When Kubernetes terminates a pod (deploy, scale-down, node drain) it sends SIGTERM, waits the termination grace period, then SIGKILL. Naively, the app dies immediately and in-flight requests fail. The fix has two halves. First, enable Spring Boot graceful shutdown so it stops accepting new requests and lets active ones finish:
server:
shutdown: graceful
spring:
lifecycle:
timeout-per-shutdown-phase: 30s
Second — and easy to miss — there is a race: Kubernetes removes the pod from Service endpoints and sends SIGTERM at roughly the same time, so a request can still be routed to a pod that has begun shutting down. The common remedy is a preStop hook that sleeps a few seconds, giving endpoint removal time to propagate before the app stops, and a grace period longer than your shutdown timeout:
lifecycle:
preStop:
exec: { command: ["sh", "-c", "sleep 5"] }
terminationGracePeriodSeconds: 45
The Horizontal Pod Autoscaler (HPA) adds and removes pods based on a metric. CPU is the default, but for I/O-bound Java services — which spend their time waiting, not burning CPU — CPU is often a poor signal. Custom or external metrics (requests per second, queue depth, Kafka consumer lag) via the Prometheus Adapter or KEDA usually track real load far better.
apiVersion: autoscaling/v2
kind: HorizontalPodAutoscaler
spec:
scaleTargetRef: { kind: Deployment, name: orders }
minReplicas: 3
maxReplicas: 20
metrics:
- type: Resource
resource:
name: cpu
target: { type: Utilization, averageUtilization: 70 }
Two JVM-specific cautions: account for warmup (a freshly scaled pod is slow until the JIT warms — readiness probes plus a brief preStop/ramp help) and don’t scale so aggressively that you thrash.
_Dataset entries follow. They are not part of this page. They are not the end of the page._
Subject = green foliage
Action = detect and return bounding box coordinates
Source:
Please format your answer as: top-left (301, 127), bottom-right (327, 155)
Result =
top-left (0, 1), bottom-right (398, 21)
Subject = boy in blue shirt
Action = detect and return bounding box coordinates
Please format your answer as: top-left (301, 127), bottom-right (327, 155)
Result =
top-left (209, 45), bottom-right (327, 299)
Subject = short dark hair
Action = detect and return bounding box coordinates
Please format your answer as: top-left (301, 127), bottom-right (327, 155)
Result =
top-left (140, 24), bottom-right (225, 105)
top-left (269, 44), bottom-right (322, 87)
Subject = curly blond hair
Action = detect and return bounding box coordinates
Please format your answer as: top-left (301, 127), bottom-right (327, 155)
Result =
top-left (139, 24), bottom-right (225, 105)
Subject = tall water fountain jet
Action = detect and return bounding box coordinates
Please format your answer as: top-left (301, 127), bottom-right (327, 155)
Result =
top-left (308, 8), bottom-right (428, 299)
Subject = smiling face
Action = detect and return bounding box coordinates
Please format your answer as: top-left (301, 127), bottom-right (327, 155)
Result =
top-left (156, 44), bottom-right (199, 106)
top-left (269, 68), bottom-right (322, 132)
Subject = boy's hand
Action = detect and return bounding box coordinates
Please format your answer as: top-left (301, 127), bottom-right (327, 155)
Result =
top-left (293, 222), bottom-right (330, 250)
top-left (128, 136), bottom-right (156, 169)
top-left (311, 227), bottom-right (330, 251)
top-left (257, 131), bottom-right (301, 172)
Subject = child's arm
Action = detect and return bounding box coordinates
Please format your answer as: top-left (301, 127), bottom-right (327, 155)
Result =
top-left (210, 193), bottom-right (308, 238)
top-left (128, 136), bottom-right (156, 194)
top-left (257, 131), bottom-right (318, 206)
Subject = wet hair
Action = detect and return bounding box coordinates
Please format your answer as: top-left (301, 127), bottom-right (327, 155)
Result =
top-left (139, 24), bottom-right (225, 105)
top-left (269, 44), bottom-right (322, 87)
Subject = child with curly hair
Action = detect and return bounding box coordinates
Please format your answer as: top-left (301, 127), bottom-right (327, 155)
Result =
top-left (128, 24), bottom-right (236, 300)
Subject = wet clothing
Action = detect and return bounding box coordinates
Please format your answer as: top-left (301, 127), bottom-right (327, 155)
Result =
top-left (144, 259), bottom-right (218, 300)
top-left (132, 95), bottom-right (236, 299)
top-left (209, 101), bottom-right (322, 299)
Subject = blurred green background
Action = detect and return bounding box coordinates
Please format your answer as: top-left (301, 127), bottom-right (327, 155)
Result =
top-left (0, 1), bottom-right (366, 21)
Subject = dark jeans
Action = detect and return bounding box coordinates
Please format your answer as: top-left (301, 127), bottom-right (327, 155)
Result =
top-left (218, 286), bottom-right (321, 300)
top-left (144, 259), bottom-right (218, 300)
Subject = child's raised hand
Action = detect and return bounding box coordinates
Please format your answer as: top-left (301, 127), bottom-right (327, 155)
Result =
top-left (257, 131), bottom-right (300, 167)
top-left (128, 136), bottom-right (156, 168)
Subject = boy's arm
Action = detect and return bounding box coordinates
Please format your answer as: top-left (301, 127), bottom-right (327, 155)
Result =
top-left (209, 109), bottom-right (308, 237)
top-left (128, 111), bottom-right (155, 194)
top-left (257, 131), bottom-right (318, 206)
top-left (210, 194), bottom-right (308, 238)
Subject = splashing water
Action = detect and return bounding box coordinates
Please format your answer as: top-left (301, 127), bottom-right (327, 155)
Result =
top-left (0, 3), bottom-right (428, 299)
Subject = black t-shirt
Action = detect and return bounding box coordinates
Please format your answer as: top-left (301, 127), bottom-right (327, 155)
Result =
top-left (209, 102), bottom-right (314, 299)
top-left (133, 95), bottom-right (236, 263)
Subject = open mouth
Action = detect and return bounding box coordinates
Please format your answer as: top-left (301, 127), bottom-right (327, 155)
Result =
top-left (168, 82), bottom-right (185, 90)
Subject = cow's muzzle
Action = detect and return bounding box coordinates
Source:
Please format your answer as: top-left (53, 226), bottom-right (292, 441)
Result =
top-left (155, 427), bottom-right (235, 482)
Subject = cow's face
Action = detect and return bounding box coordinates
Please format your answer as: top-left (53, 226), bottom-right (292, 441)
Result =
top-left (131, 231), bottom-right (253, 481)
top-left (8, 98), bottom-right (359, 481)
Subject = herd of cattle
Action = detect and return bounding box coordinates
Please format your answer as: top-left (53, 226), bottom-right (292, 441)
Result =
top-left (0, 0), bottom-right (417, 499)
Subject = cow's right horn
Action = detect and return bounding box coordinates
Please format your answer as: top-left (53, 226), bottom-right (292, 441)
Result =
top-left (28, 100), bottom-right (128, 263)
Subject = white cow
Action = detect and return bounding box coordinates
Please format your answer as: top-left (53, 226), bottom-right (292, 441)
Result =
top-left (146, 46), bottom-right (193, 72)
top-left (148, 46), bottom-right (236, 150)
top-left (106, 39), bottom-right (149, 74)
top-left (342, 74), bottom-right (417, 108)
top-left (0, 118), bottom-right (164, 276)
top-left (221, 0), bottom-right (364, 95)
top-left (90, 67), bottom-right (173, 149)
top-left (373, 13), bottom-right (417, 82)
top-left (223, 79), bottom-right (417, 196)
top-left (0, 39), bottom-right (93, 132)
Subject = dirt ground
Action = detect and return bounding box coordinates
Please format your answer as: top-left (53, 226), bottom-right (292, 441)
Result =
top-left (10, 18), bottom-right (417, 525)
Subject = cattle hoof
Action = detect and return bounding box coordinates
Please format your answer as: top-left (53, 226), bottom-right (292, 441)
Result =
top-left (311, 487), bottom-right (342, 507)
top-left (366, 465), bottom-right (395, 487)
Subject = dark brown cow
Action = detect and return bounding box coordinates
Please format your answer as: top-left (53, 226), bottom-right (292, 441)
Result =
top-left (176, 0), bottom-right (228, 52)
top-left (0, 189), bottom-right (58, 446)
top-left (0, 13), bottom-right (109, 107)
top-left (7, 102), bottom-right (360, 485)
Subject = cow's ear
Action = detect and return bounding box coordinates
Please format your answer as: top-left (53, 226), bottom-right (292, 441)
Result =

Pair the HPA with a PodDisruptionBudget so voluntary disruptions (node upgrades) can’t take down too many replicas at once.
securityContext — basic supply-chain hygiene.Running Spring Boot well on Kubernetes is a checklist of getting the platform contract right: probes mapped to the correct Actuator health groups (cheap liveness, dependency-aware readiness, generous startup), memory requests and limits with the heap sized from the limit, config externalized to ConfigMaps and Secrets, graceful shutdown plus a preStop delay to drain cleanly, and autoscaling on a metric that reflects real load. Nail those and your services restart only when they should, never serve traffic before they’re ready, and ride deploys and scale events without dropping a request.
What is the difference between liveness and readiness probes?
A liveness probe tells Kubernetes whether to restart the container (it is broken and stuck); a readiness probe tells Kubernetes whether to send it traffic (it is up but maybe not ready, e.g. still warming caches or a dependency is down). Spring Boot Actuator exposes both at /actuator/health/liveness and /actuator/health/readiness.
Should I set CPU limits on Java pods in Kubernetes?
Always set requests. CPU limits are debated: a too-low limit causes CPU throttling that hurts latency, so many teams set CPU requests but no CPU limit (relying on requests for scheduling) while always setting a memory limit to prevent the node running out of memory.